When my sister asked me if this was a normal reaction from kids his age, I knew I had my column for this month. The answer is not that simple. Many times as parents, we place our kids in a position of having too many choices and too much to do at one time. Running all over with practices, games, different teams for different sports, music lessons, homework, friends, family responsibilities and other things we haven’t mentioned can cause some real stress for our kids. They may not tell you. Either out of fear for disappointing you or because they think that is what they are supposed to be doing, many a child has burnt out at a young age from just such a schedule. Throw in additional pressure to excel and you have the potential for a real disaster. Poor school work, lack of sleep and other problems that can and do arise may just be the tip of the iceberg. I won’t suggest that any particular sport or another is to blame. Some kids can handle it… some can’t. Everyone wants what’s best for their child. However, I just find it usually helps the student to stay focused on one sport at a time. Rare is the kid who can compete in two or three sports at one time. It’s important that parents communicate with their children and watch for the signs that indicate there is just too much on the plate at one time. Are they skipping meals? Is homework being rushed or poorly done to get to yet another game or practice? Are they missing some social time with their friends and classmates? Are they just tired?
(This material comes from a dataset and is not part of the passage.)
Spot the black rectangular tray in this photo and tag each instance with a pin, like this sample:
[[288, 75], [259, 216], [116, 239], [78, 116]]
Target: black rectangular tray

If you answer yes to one or more than one of those questions, it may be time to re-evaluate the number of teams and sports your child is playing. Now, no one is a bigger advocate for kids to participate in sports than me! But kids need time to be kids! My sister is a wonderful mother and generous with her time in support of her own children and other organizations in the town she lives. But when I asked her when was the last time my nephew had gone to the movies or done something with his friends, she had to admit that it had been awhile. The problem was not overwhelming for us… the adults. But to a 12-year-old boy who was eager to please his parents and loved playing sports, the situation seemed insurmountable. Luckily everything turned out all right. He didn’tplay in the soccer tournament and he has been playing on his school team and having a blast. His beloved Seattle Seahawks even won the Super Bowl so he has been ca-cawing around ever since! It’s great to see him smile and laugh and give his “NY Giant” loving uncles a hard time again. As we move into spring and all of the spring sports our kids may play, let’s agree as parents and coaches to watch our kids and check for those signs that may indicate they are doing too much. Let’s set aside some time for them to be kids and enjoy those things that we enjoyed when we were young. Something as simple as watching a movie together can be as much fun as a game- winning goal or basket and maybe even more important in the long run for their overall state of mind.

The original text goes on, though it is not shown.